March 2025 by CyberNews

Apple’s App Store is considered the gold standard for security, but Cybernews researchers analyzed 156,080 randomly selected iOS apps – around 8% of the apps present on the App Store – and uncovered a massive oversight: 71% of them expose sensitive data, including API keys, cloud storage credentials, and financial information.

The security of iOS apps remains under-researched, and this is the first research of this kind at scale.

Key findings of this research:

Over 816,000 secrets were found, with an average of 5.23 exposed secrets per app.

Out of 94,240 storage bucket instances found hardcoded in iOS applications (with some apps containing multiple storage bucket endpoints), 836 of these endpoints (0.89%) were accessible without authentication, exposing 406TB of user files, personal data, and documents.

2,218 Firebase instances (4.34%) had misconfigured authentication, leaking 19.8 million records (33GB of data), including user session tokens and backend analytics, almost all of these instances hosted in the US.

More than 51,000 apps misuse Google’s Firebase database, making user data vulnerable to easy theft.

Why this matters:

For cybersecurity teams: hardcoded secrets introduce a major attack vector, allowing threat actors to move laterally across networks, compromise cloud services, and exfiltrate data with minimal effort.

For developers: Many developers rely on hardcoded credentials without realizing the risks. Secure coding practices, automated secret scanning, and environment variable management must be prioritized to prevent exposure.
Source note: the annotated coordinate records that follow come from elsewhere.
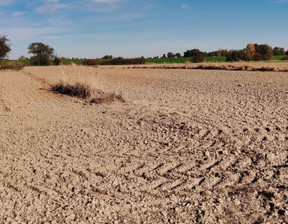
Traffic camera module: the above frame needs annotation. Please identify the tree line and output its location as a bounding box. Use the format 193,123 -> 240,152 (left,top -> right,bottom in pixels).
161,43 -> 288,62
0,35 -> 288,65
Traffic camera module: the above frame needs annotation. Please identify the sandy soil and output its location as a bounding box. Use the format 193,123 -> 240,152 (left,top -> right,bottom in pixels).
0,66 -> 288,224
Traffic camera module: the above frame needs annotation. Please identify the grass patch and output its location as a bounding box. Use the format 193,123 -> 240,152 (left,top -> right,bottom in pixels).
0,61 -> 25,71
51,81 -> 125,104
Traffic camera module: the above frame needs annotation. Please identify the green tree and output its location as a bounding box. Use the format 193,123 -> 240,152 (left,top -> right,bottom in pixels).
273,47 -> 285,55
255,44 -> 273,61
167,52 -> 176,58
0,35 -> 11,62
184,49 -> 206,58
28,42 -> 54,65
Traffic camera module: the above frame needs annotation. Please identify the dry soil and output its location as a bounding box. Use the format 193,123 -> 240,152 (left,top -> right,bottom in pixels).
0,66 -> 288,224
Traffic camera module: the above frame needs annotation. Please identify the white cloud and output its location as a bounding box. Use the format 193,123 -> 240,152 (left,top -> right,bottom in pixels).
92,0 -> 125,4
12,12 -> 26,17
1,27 -> 61,40
0,0 -> 14,6
35,0 -> 70,14
181,4 -> 188,9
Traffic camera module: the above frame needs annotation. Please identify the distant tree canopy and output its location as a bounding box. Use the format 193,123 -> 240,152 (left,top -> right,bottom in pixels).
273,47 -> 286,55
208,49 -> 228,57
0,35 -> 11,61
28,42 -> 54,65
102,55 -> 113,59
226,43 -> 273,61
184,49 -> 206,58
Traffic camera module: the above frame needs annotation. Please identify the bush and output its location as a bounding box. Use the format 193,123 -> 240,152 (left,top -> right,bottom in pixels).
28,42 -> 54,65
30,55 -> 52,66
51,82 -> 125,104
191,54 -> 205,63
53,57 -> 61,65
82,59 -> 99,66
100,57 -> 145,65
282,55 -> 288,61
184,49 -> 206,58
1,61 -> 24,71
226,50 -> 247,61
52,82 -> 91,99
0,35 -> 11,62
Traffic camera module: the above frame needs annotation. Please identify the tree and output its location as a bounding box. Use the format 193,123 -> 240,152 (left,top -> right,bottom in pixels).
184,49 -> 206,58
226,50 -> 247,61
101,55 -> 113,59
0,35 -> 11,61
18,55 -> 27,61
176,53 -> 181,58
246,44 -> 257,61
256,44 -> 273,61
191,54 -> 205,63
167,52 -> 176,58
273,47 -> 285,55
28,42 -> 54,65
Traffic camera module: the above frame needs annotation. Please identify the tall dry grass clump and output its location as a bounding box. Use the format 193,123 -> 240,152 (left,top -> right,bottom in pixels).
0,61 -> 25,71
51,65 -> 125,104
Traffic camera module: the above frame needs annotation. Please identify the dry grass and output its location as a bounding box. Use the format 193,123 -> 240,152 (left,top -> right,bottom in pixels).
0,61 -> 25,71
51,65 -> 125,104
127,62 -> 288,72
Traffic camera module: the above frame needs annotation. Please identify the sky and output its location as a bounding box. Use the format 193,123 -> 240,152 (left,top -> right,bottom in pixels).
0,0 -> 288,59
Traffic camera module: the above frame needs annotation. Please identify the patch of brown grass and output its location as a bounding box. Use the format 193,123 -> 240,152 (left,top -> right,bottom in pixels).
51,81 -> 125,104
0,61 -> 25,71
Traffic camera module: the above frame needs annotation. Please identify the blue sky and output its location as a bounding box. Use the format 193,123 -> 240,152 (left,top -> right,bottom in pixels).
0,0 -> 288,58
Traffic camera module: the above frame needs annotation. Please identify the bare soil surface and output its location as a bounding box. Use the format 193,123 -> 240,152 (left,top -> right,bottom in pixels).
0,66 -> 288,224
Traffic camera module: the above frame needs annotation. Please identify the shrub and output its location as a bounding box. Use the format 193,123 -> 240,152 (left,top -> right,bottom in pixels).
226,50 -> 247,61
52,82 -> 91,99
0,35 -> 11,61
100,57 -> 145,65
53,57 -> 61,65
1,61 -> 24,71
82,59 -> 99,66
28,42 -> 54,65
51,82 -> 125,104
282,55 -> 288,61
184,49 -> 206,58
191,54 -> 205,63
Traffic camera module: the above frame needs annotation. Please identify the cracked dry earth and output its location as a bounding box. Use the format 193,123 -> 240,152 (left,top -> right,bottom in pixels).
0,66 -> 288,224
Even high-profile apps could be leaking sensitive data without developers or businesses realizing it – and clearly, Apple has a blind spot when it comes to this.
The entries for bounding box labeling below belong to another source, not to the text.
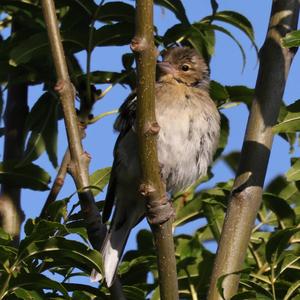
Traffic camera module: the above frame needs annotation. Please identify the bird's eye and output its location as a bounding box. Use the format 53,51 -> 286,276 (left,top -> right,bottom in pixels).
181,64 -> 190,72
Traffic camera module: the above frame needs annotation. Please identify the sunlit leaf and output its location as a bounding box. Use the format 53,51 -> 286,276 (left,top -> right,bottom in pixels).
286,159 -> 300,181
90,167 -> 111,196
266,227 -> 300,263
281,30 -> 300,48
273,100 -> 300,133
10,273 -> 71,299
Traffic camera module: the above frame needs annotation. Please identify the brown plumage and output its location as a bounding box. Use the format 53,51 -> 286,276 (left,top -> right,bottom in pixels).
102,47 -> 220,286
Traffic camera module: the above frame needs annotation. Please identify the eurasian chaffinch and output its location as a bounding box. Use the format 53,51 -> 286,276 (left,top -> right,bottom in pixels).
102,47 -> 220,286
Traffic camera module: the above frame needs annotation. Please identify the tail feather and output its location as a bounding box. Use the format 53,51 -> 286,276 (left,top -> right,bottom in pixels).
101,223 -> 131,287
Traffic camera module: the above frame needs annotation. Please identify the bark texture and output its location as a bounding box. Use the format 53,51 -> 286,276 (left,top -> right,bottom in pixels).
131,0 -> 178,300
208,0 -> 299,300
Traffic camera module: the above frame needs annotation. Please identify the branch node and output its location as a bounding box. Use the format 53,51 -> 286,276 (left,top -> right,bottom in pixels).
144,122 -> 160,136
146,195 -> 175,225
130,37 -> 148,52
139,183 -> 156,197
54,79 -> 76,99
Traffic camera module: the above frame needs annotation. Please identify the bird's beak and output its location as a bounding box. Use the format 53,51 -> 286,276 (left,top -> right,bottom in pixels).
157,61 -> 175,74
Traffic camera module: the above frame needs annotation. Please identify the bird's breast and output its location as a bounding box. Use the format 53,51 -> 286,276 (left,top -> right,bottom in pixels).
156,85 -> 219,192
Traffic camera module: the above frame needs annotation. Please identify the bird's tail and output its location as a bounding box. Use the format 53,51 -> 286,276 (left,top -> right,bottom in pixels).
101,222 -> 132,287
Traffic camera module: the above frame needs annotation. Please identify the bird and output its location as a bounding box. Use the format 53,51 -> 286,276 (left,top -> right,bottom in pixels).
101,47 -> 220,287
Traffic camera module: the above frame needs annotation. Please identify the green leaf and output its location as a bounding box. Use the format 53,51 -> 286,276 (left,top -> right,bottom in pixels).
209,80 -> 229,106
96,1 -> 135,23
237,279 -> 273,299
222,151 -> 241,173
230,291 -> 260,300
226,85 -> 254,108
10,32 -> 49,66
266,227 -> 300,264
283,280 -> 300,300
62,282 -> 107,300
0,161 -> 50,191
273,100 -> 300,133
47,197 -> 70,222
281,30 -> 300,48
18,237 -> 103,274
173,193 -> 202,227
214,113 -> 230,160
154,0 -> 189,24
18,93 -> 58,168
10,273 -> 71,299
90,167 -> 111,196
263,193 -> 296,228
285,158 -> 300,181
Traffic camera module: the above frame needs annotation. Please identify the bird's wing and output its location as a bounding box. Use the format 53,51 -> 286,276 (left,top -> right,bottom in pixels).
102,92 -> 136,223
114,91 -> 136,136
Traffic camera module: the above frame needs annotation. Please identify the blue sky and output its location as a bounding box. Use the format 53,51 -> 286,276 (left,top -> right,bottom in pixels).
0,0 -> 300,256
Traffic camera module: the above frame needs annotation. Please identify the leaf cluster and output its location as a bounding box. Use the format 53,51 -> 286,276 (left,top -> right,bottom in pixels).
0,0 -> 300,300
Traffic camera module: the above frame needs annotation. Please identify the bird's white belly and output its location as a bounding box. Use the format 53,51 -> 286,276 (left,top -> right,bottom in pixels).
157,104 -> 214,192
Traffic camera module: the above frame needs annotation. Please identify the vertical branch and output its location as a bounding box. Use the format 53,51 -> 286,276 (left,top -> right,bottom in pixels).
0,21 -> 28,245
208,0 -> 299,300
131,0 -> 178,300
41,0 -> 106,249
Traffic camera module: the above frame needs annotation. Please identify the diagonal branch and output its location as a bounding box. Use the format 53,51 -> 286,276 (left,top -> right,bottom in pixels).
41,0 -> 106,253
208,0 -> 299,300
131,0 -> 178,300
0,20 -> 28,245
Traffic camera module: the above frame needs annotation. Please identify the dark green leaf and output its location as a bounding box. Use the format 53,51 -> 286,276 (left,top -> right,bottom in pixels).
283,280 -> 300,300
90,167 -> 111,196
173,193 -> 202,227
266,227 -> 300,263
209,80 -> 229,106
240,279 -> 273,299
0,161 -> 50,191
10,273 -> 71,299
222,151 -> 241,173
123,286 -> 146,300
19,237 -> 103,273
19,93 -> 58,168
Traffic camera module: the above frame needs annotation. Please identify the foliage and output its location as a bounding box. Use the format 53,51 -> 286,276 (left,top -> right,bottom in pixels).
0,0 -> 300,300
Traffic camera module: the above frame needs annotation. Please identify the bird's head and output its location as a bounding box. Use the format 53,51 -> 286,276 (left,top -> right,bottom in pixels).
157,47 -> 209,88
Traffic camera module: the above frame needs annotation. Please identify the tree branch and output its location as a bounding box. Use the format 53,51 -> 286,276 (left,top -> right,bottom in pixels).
131,0 -> 178,300
41,0 -> 106,253
208,0 -> 299,300
0,20 -> 28,246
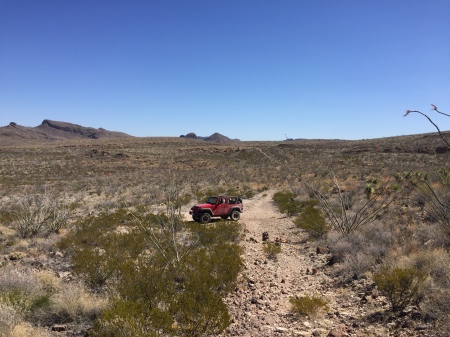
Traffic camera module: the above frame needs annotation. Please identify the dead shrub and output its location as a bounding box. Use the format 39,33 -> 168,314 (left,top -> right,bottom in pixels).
373,267 -> 427,312
51,282 -> 108,322
289,296 -> 328,318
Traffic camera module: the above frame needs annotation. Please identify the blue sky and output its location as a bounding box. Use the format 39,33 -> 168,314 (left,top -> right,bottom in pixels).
0,0 -> 450,140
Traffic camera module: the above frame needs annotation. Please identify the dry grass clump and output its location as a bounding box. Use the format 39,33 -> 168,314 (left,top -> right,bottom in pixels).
289,295 -> 329,318
6,322 -> 51,337
51,282 -> 108,322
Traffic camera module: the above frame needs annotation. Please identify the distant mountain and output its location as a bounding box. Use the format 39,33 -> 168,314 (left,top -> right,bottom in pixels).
180,132 -> 239,143
0,119 -> 132,142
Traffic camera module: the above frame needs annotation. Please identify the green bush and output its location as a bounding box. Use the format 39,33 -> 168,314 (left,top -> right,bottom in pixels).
373,267 -> 427,312
289,296 -> 328,317
294,200 -> 331,238
61,210 -> 242,336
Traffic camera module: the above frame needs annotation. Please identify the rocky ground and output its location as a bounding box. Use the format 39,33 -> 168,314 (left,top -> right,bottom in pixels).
220,191 -> 434,337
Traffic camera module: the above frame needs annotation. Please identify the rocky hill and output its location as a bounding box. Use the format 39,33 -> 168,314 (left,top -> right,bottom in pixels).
180,132 -> 239,143
0,119 -> 132,143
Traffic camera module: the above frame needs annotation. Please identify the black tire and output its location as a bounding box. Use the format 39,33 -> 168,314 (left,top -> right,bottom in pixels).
230,210 -> 241,221
200,213 -> 211,223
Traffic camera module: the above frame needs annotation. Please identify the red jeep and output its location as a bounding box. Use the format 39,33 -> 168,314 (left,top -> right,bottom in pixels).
189,195 -> 244,223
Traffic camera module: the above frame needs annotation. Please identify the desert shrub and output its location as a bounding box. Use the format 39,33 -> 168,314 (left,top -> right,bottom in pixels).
188,221 -> 242,246
12,193 -> 70,238
58,209 -> 147,288
0,303 -> 21,336
62,210 -> 242,336
289,296 -> 328,317
324,221 -> 395,278
0,266 -> 50,318
263,242 -> 281,260
51,282 -> 108,322
294,199 -> 331,238
373,267 -> 427,312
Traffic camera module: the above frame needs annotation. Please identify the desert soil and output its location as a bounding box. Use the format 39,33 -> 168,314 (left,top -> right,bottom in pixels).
196,190 -> 426,337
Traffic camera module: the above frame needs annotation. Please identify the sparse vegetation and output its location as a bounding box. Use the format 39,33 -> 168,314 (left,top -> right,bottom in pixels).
373,267 -> 427,312
289,296 -> 328,318
0,132 -> 450,336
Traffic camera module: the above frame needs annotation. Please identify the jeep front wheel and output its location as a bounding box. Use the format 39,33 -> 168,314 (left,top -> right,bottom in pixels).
200,213 -> 211,223
230,211 -> 241,221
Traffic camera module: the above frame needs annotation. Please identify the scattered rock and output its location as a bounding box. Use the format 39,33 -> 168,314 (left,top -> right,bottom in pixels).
51,324 -> 67,332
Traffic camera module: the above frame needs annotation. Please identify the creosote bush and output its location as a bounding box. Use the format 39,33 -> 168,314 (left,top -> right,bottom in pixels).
373,267 -> 427,312
61,210 -> 242,337
289,296 -> 328,317
263,242 -> 281,260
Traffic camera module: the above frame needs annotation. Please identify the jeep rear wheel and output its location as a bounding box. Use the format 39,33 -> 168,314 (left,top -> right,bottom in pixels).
200,213 -> 211,223
230,211 -> 241,221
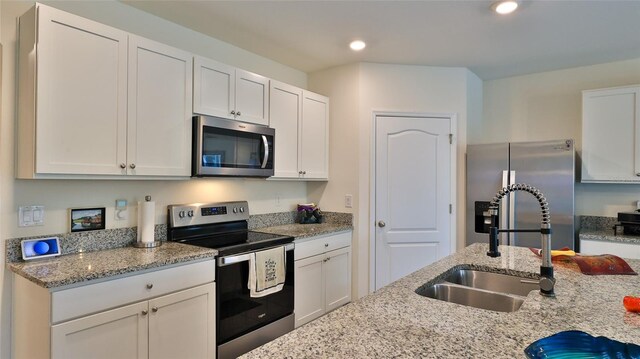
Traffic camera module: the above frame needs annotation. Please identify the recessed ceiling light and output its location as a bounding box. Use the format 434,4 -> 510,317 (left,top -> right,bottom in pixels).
491,0 -> 518,15
349,40 -> 367,51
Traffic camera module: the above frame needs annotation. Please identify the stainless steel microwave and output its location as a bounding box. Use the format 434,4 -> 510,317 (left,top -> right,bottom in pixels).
191,116 -> 275,177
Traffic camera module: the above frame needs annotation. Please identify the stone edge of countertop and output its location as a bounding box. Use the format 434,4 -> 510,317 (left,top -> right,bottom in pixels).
7,242 -> 218,289
579,228 -> 640,244
255,223 -> 353,239
242,244 -> 640,359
Cybernews security researcher Aras Nazarovas warns: "Despite iOS apps being perceived as secure, many developers still leave key vulnerabilities exposed, like hardcoded credentials. This creates an easy entry point for attackers to exploit, even without advanced skills. With Apple pulling Advanced Data Protection for UK users, the lack of strong encryption worsens the issue, increasing the risk of data breaches, unauthorized access, and long-term security fallout."
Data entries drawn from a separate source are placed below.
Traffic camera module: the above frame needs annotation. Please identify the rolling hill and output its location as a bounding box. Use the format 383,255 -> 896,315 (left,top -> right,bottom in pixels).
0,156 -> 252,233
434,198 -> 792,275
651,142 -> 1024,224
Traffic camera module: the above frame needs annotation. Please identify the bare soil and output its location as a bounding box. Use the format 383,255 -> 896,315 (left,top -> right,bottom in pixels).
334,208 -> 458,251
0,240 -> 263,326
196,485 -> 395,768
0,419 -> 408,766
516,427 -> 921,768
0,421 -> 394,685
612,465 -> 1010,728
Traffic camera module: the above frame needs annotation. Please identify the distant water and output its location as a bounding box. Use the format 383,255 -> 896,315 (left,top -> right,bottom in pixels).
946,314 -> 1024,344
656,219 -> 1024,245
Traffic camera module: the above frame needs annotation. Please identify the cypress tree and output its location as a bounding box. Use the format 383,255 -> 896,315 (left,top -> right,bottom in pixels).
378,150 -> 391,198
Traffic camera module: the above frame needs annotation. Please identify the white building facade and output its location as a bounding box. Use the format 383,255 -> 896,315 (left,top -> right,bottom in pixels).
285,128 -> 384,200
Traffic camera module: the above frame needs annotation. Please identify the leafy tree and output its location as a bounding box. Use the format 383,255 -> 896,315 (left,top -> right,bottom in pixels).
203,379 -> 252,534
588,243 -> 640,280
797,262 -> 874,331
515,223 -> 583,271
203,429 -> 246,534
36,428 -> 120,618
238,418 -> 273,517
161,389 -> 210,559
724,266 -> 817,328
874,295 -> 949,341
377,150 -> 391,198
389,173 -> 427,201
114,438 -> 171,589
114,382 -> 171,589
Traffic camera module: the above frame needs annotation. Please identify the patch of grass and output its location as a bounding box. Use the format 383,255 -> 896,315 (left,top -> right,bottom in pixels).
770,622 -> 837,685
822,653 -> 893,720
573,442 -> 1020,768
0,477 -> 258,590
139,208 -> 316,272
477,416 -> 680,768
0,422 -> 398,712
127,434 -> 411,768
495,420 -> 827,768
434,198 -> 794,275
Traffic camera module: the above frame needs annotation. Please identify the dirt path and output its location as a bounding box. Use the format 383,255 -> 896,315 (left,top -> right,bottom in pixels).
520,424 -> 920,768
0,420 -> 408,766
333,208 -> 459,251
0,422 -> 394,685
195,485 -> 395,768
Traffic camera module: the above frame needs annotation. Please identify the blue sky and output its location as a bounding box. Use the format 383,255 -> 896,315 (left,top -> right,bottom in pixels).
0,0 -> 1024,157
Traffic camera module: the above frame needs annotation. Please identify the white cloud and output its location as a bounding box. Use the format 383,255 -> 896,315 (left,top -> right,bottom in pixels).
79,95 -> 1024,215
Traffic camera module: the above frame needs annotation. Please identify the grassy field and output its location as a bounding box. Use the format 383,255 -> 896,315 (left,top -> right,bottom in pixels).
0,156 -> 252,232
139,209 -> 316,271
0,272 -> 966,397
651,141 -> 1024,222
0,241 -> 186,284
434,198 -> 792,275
The security of iOS apps remains under-researched, and this is the first research of this kind and scale. The research was conducted between July 2024 – January 2025.


Methodology

The researchers analyzed iOS app versions available from October 2-16, 2024 using OSINT and Reverse Engineering techniques. Without de-obfuscating or decompiling, researchers found a massive number of plaintext secrets stored in IPA archives. They also examined cloud bucket and Firebase endpoints for authentication gaps. The research was conducted between July 2024 – January 2025.